Sąd Najwyższy oddalił wszystkie kasacje od wyroku w sprawie śmierci Igora Stachowiaka. Oznacza to, że nie będzie zmiany kary dla skazanych za nią policjantów.
15 maja 2016 roku policjanci zatrzymali 25-letniego Igora Stachowiaka, który był podobny do mężczyzny, który uciekł im wcześniej. Podczas zatrzymania mężczyzna został gwałtownie obezwładniony i rażony paralizatorem. Mężczyzna zmarł tego samego dnia na komendzie.
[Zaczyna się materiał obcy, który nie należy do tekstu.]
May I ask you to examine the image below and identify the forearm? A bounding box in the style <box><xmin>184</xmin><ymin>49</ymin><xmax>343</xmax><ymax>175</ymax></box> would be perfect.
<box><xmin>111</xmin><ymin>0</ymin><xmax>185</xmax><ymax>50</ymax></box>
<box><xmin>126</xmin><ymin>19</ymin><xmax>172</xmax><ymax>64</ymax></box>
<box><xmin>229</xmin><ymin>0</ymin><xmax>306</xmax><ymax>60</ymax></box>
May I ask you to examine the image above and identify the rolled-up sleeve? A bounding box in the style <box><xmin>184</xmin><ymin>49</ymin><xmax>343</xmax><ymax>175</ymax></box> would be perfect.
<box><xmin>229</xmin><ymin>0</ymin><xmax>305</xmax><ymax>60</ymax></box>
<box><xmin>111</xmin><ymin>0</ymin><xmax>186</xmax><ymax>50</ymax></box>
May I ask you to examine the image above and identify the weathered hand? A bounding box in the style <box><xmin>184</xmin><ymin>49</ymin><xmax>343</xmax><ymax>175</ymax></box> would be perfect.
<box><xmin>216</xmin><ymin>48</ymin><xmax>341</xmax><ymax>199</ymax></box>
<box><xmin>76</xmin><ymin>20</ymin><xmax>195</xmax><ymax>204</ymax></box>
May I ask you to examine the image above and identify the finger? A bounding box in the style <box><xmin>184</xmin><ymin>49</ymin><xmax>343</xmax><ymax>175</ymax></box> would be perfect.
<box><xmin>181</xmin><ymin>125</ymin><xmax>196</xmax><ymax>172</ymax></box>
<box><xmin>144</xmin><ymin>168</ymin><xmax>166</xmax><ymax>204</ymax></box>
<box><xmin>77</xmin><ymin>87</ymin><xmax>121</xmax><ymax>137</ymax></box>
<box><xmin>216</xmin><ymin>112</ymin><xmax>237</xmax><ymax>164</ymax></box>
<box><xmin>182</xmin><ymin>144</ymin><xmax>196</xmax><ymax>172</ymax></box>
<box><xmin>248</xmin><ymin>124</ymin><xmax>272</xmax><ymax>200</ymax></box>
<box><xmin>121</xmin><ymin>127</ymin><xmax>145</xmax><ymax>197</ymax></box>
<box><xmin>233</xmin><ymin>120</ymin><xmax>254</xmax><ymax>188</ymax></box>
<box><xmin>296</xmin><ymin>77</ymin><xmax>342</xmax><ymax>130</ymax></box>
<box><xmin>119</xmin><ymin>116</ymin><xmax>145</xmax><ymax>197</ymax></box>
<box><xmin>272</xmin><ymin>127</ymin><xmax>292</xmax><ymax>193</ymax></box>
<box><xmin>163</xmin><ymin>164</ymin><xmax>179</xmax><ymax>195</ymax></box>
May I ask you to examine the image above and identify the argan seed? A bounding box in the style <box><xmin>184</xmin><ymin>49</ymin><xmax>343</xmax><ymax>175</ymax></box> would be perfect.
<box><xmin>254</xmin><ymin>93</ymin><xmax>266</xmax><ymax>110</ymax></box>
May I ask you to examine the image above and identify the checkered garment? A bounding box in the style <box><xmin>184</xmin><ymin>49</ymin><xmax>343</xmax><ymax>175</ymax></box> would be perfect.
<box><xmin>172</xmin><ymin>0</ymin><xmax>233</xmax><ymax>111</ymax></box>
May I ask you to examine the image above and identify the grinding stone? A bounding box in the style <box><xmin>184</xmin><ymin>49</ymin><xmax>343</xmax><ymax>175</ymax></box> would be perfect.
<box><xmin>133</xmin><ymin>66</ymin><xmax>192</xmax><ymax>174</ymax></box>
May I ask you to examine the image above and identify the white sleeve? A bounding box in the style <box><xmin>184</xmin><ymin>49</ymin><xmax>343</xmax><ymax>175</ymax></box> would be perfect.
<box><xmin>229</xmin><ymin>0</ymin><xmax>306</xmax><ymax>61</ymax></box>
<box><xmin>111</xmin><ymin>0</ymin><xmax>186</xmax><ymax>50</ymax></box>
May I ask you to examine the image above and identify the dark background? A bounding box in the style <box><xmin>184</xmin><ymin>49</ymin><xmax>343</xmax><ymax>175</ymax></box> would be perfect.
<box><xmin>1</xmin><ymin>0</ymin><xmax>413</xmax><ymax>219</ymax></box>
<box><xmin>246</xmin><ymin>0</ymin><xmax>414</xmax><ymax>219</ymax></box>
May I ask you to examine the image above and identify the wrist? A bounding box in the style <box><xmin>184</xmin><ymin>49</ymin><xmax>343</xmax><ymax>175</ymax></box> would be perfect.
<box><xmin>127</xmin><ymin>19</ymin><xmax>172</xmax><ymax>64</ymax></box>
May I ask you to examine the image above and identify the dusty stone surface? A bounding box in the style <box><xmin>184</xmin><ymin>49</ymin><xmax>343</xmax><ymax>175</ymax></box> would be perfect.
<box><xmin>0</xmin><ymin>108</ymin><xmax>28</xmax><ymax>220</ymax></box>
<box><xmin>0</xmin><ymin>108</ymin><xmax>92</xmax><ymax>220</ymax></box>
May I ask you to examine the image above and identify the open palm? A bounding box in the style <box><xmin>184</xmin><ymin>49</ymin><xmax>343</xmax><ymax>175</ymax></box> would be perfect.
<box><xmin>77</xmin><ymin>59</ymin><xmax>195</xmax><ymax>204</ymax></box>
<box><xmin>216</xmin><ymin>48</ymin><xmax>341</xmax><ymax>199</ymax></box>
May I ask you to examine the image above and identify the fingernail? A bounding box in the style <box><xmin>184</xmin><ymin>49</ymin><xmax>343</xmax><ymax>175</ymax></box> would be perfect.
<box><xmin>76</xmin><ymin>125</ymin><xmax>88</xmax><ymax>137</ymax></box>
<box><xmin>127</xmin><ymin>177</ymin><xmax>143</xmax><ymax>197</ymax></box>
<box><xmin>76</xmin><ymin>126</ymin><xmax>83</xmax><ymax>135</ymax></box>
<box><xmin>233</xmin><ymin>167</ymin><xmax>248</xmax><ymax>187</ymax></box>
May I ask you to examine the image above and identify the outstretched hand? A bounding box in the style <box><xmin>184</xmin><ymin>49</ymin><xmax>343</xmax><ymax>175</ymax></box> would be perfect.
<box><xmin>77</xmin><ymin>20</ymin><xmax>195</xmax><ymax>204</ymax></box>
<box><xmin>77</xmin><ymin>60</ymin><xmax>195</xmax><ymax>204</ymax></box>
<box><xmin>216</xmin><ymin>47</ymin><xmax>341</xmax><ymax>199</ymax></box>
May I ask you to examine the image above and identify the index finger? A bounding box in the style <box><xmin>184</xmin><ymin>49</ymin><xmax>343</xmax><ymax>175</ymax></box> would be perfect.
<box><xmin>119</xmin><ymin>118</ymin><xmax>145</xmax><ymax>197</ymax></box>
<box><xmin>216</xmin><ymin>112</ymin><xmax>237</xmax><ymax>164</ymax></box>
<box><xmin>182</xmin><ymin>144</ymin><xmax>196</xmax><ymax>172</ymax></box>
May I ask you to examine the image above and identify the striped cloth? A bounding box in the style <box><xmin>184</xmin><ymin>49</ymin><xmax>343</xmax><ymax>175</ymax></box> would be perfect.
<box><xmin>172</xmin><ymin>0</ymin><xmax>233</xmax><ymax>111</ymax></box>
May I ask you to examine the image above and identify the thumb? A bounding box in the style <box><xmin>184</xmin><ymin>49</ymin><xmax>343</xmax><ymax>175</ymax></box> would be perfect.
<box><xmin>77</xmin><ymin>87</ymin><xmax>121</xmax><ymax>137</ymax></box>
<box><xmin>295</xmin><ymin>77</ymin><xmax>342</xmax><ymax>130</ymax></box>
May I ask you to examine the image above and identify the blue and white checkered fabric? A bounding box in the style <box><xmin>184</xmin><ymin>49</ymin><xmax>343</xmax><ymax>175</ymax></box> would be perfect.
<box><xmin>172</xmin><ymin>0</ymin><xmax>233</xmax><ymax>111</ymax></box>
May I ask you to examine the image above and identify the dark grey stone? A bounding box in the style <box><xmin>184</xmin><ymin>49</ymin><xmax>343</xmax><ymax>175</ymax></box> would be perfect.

W maju 2017 na antenie TVN24 ujawniono nagrania z monitoringu na komendzie, z których wynikało, że zatrzymany był straszony i rażony przez policjantów paralizatorem. Po ujawnieniu skandalicznego zachowania policji ówczesny szef MSWiA Mariusz Błaszczak zdymisjonował komendanta wojewódzkiego policji we Wrocławiu, komendanta miejskiego i zastępcę komendanta komisariatu Stare Miasto.
W czerwcu 2019 roku Sąd Rejonowy dla Wrocławia Śródmieścia stwierdził, że czterej policjanci są winni przekroczenia uprawnień i znęcania się nad zatrzymanym. Sąd uznał jednak, że ich działania nie miały wpływu na jego śmierć, której powodem miało być wcześniejsze zażycie narkotyków, co doprowadziło do niewydolności oddechowo-krążeniowej. Łukasz R., który raził go paralizatorem, usłyszał wyrok 2,5 roku więzienia, a pozostali dostali po dwa lata.
Kasacje od wyroku złożyli sami policjanci, oraz ówczesny Rzecznik Praw Obywatelskich Adam Bodnar. Policjanci chcieli ponownego rozpatrzenia sprawy i uniewinnienia, a rzecznik ponownego zbadania sprawy, bo jego zdaniem sąd źle ustalił przyczyny tragedii. Podczas rozprawy kasacyjnej Sąd Najwyższy odrzucił jednak ich kasacje, co oznacza, że zasądzone wcześniej wyroki nie ulegną zmianie.